Abends schaute ich mir das quirlige Städtchen an, radelte entlang der Promenade und auch durch den Queenstown Garden, eine Halbinsel die vom Lake Wakatipu umschmeichelt wird. Man könnte das Städtchen auch als Action-Hausen bezeichnen, weil es im Zentrum nur aus Buchungsbüros für allerhand actiongeladene Aktivitäten, Outdoor-Läden und Restaurants zu bestehen schien. Zwischen Promenade und Gartenanlage ein derart kreativ angelegter Kinderspielplatz, dass man am Liebsten hätte mit Toben wollen. Beim “Türken“ suchte ich die verbrannte Energie mit einem Döner wieder reinzuholen und in der Eisdiele an der Promenade wurden anschließend meine intimsten Nachtischwünsche befriedigt.


Im offiziellen Visitor Center von Queenstown, fragte ich nach einer Wanderkarte von der Region. Neben komplett mit Prospekthaltern samt Inhalt tapezierten Wänden, die ungewöhnlichsten Aktivitäten jeglicher Art anpriesen, gab es so etwas Gewöhnliches wie eine Wanderkarte nicht. Irritiert, aber freundlich wurde ich von einer Mitarbeiterin an das Conservation Center (staatliche Naturschutzbehörde) verwiesen.

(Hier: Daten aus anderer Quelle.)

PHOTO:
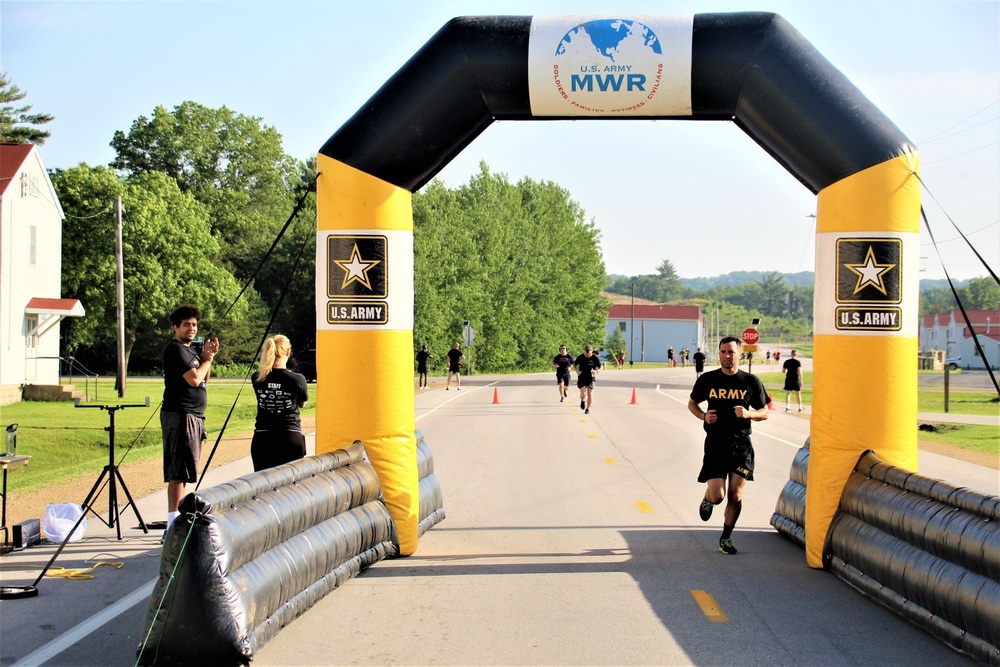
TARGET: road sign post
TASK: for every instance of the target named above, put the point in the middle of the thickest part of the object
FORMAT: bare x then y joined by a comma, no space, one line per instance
750,337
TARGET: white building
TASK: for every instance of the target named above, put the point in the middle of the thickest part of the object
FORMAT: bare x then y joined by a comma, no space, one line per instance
30,273
650,330
949,332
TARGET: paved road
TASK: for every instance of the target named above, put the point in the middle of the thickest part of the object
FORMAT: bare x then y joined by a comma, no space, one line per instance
571,539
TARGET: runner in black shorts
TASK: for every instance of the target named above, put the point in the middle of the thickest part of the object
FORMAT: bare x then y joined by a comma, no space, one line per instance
735,399
586,365
561,363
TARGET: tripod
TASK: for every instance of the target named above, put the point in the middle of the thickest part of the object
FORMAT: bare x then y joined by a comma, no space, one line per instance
113,475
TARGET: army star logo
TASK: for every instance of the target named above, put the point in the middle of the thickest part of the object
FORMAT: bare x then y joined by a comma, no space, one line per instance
356,269
870,273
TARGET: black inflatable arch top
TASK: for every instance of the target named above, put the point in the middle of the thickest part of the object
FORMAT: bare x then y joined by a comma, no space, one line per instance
753,68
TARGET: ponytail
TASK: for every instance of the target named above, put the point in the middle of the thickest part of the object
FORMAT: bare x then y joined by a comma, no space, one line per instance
274,347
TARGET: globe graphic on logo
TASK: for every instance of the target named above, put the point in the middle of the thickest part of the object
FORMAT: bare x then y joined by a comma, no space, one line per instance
611,38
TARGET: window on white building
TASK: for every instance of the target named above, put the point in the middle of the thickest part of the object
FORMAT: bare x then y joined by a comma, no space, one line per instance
30,326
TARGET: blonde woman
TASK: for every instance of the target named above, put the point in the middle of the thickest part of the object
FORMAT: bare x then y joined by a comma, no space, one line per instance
277,436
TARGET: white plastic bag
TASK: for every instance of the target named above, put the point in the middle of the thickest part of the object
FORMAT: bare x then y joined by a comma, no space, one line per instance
59,520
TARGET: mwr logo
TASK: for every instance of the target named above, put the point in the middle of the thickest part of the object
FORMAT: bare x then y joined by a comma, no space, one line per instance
612,66
869,271
358,266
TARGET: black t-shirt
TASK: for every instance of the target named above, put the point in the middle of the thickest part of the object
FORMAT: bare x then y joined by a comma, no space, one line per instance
278,398
178,395
422,356
562,362
723,393
586,365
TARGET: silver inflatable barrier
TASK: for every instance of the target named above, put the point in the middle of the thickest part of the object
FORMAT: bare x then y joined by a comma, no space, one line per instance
247,557
928,550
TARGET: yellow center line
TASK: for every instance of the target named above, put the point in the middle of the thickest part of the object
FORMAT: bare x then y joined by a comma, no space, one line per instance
709,606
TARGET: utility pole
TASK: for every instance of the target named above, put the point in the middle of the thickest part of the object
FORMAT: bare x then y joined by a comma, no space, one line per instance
120,285
631,332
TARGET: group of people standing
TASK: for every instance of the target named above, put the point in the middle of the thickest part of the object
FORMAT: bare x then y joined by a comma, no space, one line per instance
681,355
456,359
280,392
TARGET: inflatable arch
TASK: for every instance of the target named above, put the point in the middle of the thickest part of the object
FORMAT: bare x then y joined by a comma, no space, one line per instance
753,69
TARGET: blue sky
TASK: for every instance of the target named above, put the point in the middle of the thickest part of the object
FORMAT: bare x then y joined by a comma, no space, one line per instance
702,195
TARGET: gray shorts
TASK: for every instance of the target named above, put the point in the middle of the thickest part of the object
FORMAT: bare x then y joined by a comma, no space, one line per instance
182,436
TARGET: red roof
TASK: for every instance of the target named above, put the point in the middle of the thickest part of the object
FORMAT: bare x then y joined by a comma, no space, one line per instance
41,305
622,311
12,156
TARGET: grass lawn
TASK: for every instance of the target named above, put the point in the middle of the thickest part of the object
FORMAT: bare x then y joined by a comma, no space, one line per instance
971,437
65,442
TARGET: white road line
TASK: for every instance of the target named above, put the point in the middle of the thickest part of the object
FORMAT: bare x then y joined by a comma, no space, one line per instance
455,397
70,637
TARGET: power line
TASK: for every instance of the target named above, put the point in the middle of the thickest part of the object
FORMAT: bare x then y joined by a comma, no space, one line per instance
933,136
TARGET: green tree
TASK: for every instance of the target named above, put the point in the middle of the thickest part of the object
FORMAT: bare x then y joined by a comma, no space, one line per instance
671,286
981,294
518,261
232,164
17,123
169,257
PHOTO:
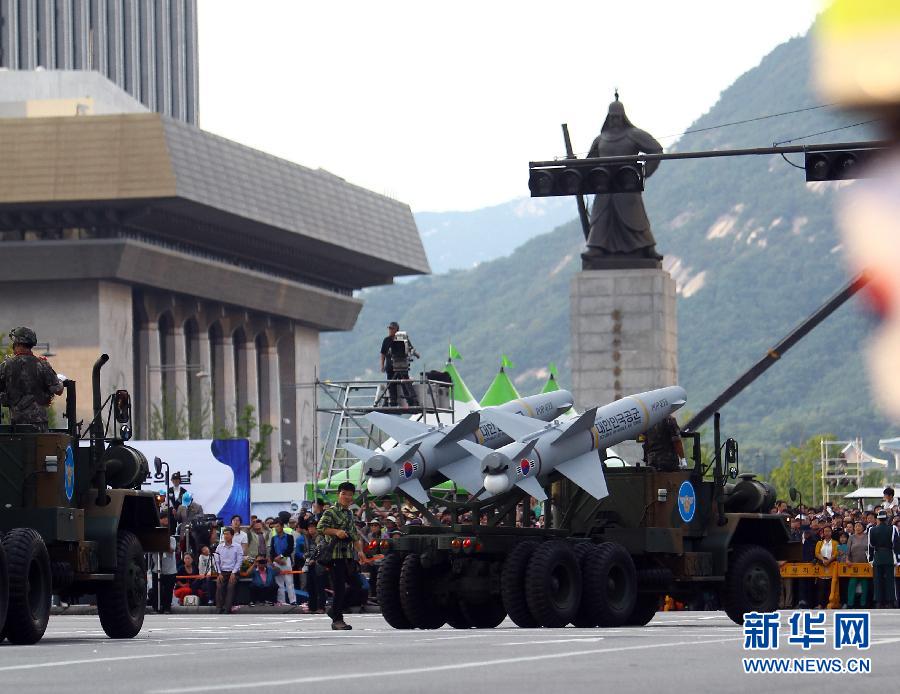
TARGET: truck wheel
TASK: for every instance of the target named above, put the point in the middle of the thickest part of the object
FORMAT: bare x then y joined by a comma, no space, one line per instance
610,586
29,586
121,602
389,592
752,582
484,615
553,584
4,592
419,606
512,585
645,608
453,613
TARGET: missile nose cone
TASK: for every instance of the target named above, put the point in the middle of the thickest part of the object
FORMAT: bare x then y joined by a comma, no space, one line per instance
379,486
496,484
377,464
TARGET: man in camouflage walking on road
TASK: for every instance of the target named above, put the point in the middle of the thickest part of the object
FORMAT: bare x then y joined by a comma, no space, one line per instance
27,382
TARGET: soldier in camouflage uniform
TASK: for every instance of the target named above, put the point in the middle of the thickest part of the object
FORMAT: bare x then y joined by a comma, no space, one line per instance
338,528
27,382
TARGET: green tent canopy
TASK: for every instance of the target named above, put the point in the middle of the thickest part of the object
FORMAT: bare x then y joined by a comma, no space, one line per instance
501,389
461,392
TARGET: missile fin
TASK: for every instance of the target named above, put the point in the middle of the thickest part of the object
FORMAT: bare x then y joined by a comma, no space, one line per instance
462,428
586,471
466,473
407,454
579,426
398,428
362,453
516,426
476,449
415,489
531,486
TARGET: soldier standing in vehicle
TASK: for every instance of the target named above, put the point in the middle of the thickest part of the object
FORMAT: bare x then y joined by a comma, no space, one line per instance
663,447
27,382
884,545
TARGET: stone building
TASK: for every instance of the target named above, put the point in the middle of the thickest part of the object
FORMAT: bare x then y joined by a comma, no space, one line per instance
204,268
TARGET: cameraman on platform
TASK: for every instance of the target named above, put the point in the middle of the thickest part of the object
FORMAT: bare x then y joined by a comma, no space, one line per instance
396,354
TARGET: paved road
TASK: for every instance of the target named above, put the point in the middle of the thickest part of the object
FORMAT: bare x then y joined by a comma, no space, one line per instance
183,654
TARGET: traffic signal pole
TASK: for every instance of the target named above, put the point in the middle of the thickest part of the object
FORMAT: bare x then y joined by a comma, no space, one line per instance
708,154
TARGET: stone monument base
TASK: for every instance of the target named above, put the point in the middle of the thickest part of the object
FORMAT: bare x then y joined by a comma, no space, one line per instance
624,337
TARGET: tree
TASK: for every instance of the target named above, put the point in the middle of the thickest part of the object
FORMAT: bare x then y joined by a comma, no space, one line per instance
798,469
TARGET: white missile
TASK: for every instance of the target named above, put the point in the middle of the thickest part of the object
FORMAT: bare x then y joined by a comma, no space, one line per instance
424,452
569,448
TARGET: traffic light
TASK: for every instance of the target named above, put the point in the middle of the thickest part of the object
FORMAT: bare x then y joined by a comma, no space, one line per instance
585,179
838,165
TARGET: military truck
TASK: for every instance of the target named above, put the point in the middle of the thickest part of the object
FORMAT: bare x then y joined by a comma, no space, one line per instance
74,520
600,563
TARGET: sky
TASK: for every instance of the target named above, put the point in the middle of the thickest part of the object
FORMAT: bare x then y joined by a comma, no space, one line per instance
442,105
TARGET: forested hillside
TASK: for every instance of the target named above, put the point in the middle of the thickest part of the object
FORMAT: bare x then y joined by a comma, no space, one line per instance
753,248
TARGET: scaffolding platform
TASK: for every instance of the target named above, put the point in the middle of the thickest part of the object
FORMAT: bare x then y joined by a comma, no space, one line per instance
341,406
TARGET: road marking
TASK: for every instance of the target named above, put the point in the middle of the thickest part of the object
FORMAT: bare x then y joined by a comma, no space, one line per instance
333,677
589,639
88,661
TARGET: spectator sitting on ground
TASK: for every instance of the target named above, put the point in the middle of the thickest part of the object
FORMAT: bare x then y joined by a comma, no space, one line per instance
262,581
258,539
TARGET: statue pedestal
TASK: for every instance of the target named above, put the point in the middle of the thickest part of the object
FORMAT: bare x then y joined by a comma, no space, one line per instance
624,337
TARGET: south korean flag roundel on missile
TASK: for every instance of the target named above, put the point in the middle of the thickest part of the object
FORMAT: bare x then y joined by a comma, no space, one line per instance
523,468
409,469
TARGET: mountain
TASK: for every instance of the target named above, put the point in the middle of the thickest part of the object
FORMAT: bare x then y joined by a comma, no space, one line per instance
460,240
752,247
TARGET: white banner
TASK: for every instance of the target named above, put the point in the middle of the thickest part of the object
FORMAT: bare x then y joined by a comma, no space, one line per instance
215,471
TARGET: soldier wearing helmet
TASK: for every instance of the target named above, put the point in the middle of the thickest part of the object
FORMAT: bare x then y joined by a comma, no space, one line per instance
27,382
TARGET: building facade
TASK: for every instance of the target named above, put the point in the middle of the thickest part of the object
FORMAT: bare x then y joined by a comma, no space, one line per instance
205,269
146,47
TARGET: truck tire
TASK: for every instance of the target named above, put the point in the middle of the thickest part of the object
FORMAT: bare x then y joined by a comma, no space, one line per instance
645,608
553,584
29,586
512,585
121,602
389,592
484,615
4,591
419,606
752,582
610,587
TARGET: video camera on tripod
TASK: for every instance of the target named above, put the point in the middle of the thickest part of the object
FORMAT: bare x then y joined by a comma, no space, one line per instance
402,352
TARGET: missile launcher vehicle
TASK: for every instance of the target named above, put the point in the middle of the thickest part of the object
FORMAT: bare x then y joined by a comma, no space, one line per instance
74,520
599,562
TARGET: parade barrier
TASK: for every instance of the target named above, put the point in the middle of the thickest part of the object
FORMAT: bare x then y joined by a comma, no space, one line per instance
835,572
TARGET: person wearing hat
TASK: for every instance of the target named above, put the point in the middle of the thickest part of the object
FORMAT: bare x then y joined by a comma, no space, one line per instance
884,546
27,382
393,375
375,530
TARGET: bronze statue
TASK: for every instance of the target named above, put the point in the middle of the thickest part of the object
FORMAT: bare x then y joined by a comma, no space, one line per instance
620,235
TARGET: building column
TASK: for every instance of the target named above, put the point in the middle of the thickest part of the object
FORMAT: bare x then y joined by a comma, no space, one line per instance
202,407
150,377
179,375
306,364
270,408
227,399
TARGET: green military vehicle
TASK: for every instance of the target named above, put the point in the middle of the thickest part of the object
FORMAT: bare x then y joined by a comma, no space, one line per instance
600,563
74,520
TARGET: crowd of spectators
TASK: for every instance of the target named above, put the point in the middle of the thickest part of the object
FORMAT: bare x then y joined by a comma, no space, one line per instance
269,561
837,533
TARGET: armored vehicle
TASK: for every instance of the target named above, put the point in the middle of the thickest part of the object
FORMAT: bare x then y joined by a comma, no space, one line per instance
74,520
689,534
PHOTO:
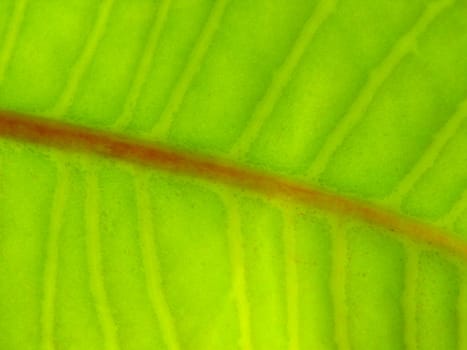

Letztes Bild, schon wieder das Fahrradschloss (bzw. die Kette) zu kurz. So konnte ich dann eine schöne Tagestour auf den Ben Lomond eruieren. In dieselbe Richtung führt auch eine Bergbahn, die ich natürlich für meinen Aufstieg ausgelassen habe. Was sollen den sonst meine Watch-Mates (Gruppenmitglieder) bei Outward Bound von mir denken? Auf der Bergstation ein Rummel, der jedem bekannten Touristenhotspot in den Alpen Konkurrenz gemacht hätte. Sommerrodelbahn, Zipp-Linie, Eisdiele und reichlich Gastronomie, Elektrominibagger für Kinder (Plastikförmchen und Schaufeln war früher) und Mountainbike Trails bis ins Tal von Feinsten. Wenn man nur lange genug danach suchte, fand sich auch Schild, dass auf mein Wanderziel verwies.


Nach vielen Höhenmetern und viel Schweiß auf dem Ben Lomond angekommen, wurde man mit einer traumhaften Rundumsicht auf den Lake Wakaputi und die umliegenden Berge belohnt.



Links, Kunstwelten auf der Bergstation.